I'm another one affected - now 60. Luckier than most on here because I have an occupational pension and was offered early retirement. I don't have many years in it as I was busy with children, but it gives me about 3k a year. I had planned to work till 66 to build up that pension, but my employer was making redundancies and basically asked for volunteers to jump. I decided that early retirement was the more sensible option than redundancy. I'm living on savings. When that runs out I will sell the house and downsize. as I say - one of the lucky ones but I do have friends in much worse situations. One, a teacher, is signed off work with ptsd following an incident with a teenage boy - she is horrified at the thought that she will have to keep working to 66.

GarlicBake · 25/01/2016 12:41

I got 76 and 81 on the other two calculators. I think 76 is more likely for me, and I deserve more than ten years of pension! Somewhat off topic, I guess, but it certainly adds to the stress that's shortening my life.

StepAwayFromTheThesaurus · 25/01/2016 22:33

The calculators have predicted that I'll live to 94, 94 and 95. I doubt it, frankly.

The scary bit is where one of them tells you that you can expect to have however many more years to live. Mine said 58 years, but what if it says 2 or something like that?

80sMum · 26/01/2016 08:30

The calculators are of course only a guide, based on averages.

None of us knows how many years we will have to support ourselves in retirement - and that's the problem with retirement saving. How can I tell if I have enough saved to retire in 2 years time, when I will be 60, when I don't know if I will need to finance 10 years or 40 years?

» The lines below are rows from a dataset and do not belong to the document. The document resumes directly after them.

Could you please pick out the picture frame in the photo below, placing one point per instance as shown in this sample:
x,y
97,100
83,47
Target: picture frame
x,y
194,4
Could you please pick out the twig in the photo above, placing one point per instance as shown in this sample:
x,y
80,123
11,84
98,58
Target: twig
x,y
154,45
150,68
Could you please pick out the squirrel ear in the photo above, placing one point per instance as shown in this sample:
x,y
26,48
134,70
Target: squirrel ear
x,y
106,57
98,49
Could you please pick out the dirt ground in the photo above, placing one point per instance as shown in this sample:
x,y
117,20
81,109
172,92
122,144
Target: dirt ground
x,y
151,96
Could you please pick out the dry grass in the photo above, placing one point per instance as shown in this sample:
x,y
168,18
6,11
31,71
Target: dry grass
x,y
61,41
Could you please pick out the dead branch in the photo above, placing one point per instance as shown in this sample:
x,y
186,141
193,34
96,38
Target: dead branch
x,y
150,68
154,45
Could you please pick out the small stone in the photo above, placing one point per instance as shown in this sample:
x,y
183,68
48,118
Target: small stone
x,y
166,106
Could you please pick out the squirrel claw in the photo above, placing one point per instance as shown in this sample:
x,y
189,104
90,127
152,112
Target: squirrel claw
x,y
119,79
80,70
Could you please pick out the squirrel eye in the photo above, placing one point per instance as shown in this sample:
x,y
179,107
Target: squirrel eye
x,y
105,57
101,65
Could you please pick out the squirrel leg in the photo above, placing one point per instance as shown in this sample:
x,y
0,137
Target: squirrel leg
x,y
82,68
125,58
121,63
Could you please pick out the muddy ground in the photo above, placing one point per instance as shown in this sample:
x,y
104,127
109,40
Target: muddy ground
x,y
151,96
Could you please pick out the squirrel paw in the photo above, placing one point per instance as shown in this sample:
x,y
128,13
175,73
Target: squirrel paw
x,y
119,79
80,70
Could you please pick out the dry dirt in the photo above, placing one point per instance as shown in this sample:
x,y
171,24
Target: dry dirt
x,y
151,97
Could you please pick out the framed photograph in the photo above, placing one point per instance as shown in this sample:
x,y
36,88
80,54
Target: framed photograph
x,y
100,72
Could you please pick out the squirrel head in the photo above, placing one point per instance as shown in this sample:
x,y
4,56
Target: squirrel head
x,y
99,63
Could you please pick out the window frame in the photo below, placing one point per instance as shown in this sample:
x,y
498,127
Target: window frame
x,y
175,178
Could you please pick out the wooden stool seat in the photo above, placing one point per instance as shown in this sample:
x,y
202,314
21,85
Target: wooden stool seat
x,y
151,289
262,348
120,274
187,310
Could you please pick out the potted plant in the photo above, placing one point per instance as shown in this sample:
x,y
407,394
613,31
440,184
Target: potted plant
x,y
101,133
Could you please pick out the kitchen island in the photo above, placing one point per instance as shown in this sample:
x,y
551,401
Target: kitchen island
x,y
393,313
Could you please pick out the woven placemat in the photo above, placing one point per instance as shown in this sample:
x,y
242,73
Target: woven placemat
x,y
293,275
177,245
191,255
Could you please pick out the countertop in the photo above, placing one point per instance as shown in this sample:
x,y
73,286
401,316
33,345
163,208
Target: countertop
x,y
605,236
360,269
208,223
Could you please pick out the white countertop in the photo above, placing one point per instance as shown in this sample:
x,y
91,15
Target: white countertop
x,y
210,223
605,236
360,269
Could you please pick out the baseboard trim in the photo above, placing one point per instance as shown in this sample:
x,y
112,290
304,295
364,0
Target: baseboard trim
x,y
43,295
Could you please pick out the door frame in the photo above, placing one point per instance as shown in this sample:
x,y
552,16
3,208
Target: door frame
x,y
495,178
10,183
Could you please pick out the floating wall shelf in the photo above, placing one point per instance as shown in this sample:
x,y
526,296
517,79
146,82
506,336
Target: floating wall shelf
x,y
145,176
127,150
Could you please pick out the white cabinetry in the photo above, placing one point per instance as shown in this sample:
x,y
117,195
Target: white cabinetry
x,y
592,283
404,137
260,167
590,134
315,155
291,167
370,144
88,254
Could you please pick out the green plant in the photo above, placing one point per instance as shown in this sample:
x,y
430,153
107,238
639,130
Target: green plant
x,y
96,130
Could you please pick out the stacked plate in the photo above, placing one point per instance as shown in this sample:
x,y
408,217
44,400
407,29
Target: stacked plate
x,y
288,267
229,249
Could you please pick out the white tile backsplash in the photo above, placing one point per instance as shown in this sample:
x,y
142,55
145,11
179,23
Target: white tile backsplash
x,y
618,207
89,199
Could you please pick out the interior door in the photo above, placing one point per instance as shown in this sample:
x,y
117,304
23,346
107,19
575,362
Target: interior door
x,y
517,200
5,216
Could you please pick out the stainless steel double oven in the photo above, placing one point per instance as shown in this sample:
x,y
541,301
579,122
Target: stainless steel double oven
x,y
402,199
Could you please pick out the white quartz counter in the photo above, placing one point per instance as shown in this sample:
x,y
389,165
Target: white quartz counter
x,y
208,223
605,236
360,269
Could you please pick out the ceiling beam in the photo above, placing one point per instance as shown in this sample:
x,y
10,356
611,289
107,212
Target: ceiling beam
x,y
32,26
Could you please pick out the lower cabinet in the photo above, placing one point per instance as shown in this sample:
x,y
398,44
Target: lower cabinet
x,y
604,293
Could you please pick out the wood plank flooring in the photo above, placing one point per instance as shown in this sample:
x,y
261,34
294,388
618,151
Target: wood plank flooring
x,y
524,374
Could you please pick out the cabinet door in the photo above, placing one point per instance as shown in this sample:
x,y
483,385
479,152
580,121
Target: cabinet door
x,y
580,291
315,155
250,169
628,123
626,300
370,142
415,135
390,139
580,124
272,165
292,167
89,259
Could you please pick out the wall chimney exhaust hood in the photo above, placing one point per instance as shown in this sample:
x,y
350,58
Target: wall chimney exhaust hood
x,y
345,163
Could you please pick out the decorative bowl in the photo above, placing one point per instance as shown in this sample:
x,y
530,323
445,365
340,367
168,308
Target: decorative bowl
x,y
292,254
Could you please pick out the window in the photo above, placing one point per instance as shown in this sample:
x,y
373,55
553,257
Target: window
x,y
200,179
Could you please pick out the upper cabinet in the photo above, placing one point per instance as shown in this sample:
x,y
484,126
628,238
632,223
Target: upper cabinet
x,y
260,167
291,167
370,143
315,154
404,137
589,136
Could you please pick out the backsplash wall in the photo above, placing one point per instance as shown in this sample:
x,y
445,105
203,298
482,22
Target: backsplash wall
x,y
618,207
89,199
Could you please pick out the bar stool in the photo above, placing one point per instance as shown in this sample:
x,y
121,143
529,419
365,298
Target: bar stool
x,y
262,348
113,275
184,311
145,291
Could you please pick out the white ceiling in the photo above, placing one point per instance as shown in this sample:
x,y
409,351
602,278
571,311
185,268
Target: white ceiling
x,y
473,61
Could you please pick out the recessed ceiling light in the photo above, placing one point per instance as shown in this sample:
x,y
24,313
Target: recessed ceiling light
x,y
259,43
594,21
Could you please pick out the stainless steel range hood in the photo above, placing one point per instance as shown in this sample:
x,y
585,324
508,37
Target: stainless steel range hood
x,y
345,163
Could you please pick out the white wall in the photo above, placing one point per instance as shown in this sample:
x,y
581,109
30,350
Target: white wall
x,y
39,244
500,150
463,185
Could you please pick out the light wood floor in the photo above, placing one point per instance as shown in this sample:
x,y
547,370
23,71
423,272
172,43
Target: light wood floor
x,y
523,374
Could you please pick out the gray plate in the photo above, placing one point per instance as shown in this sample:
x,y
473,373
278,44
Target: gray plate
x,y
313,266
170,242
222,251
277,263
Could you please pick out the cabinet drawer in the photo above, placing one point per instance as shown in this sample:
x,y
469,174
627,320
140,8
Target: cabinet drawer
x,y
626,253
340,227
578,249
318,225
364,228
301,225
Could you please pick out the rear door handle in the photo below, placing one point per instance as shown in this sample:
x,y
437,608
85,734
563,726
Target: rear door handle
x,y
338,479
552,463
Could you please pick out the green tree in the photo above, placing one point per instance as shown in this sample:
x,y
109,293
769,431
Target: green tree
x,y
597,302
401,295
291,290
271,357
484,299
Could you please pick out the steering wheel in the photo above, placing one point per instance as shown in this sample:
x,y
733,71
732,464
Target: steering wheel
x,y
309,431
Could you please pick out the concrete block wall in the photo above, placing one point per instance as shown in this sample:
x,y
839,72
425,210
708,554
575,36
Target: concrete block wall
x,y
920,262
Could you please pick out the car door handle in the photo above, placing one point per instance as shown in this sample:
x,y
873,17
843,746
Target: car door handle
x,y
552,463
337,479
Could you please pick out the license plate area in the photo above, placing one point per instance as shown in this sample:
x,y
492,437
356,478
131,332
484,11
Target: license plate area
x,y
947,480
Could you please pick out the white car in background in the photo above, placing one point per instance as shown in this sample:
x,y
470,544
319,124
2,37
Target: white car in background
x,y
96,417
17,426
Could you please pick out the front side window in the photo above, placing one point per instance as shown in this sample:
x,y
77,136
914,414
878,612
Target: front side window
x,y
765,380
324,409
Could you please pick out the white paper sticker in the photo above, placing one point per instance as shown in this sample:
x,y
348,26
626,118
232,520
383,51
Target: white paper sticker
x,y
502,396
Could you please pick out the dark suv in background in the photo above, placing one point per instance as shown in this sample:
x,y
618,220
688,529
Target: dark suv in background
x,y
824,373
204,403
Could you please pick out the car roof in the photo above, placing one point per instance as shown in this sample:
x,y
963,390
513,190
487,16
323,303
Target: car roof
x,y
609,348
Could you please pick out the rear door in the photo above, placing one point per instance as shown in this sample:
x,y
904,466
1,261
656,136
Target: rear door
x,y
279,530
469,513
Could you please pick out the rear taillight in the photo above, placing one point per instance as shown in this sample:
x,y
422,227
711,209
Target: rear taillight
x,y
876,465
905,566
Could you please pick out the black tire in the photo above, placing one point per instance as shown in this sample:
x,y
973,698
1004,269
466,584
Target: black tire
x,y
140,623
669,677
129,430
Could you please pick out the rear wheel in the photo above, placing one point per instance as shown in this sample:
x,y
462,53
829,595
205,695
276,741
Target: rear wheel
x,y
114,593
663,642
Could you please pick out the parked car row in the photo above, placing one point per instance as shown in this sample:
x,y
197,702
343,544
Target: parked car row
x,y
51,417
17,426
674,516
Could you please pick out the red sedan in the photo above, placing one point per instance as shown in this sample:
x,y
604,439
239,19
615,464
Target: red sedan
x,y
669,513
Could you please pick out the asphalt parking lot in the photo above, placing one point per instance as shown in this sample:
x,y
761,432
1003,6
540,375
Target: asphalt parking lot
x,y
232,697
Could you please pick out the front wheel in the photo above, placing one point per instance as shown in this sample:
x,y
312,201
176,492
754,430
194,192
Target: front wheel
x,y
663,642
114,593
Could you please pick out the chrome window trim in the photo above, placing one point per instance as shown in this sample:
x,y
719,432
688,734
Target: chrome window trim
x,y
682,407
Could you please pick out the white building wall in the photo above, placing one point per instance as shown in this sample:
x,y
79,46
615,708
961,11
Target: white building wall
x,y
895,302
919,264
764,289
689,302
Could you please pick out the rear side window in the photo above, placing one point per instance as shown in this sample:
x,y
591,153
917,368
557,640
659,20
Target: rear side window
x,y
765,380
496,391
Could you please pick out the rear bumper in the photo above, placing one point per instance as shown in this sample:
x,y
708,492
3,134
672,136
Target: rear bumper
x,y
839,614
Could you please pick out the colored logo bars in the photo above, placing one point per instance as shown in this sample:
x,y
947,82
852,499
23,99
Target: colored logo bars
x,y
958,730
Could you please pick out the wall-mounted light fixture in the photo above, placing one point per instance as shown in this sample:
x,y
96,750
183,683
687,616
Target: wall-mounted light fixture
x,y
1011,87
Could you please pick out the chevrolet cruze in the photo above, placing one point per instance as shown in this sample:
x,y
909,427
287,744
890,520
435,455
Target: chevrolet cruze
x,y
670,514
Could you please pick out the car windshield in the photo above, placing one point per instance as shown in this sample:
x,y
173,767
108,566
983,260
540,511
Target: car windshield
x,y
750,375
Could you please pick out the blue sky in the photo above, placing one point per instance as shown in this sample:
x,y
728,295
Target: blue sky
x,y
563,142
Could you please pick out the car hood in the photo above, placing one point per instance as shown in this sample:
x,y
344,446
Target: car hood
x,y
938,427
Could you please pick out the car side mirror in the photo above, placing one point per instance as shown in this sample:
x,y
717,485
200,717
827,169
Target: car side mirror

My father died a few weeks after his 70th birthday. My mother is still ticking along at 89 and in good health (her mother lived to 97). Will I take after my mother or my father? Or neither?

Here's a radical idea. What if state pension was payable from the age of 80 and it was actually enough to live on? That would mean that I could be certain that, if I retired at 60, I would have a maximum of 20 years to finance. It would be so much easier to plan.

Of course, the pension age can't suddenly be changed to 80, but it could be phased in, so that anyone aged under 20 today would know that their state pension age is 80 and could plan accordingly. People slightly older today would receive theirs proportionately earlier. This could be phased in over a period of 60 years, so everyone would have plenty of notice.

Pension saving should be made compulsory and a person's pension savings should be protected by the state and not subject to the fluctuations on the stock market.

cleaty · 26/01/2016 08:49

It is awful that these changes were made for women so close to retirement. How can women save more money for their pension when they are suddenly told very close to retirement, that they are going to have to work another 6 years. Totally unfair.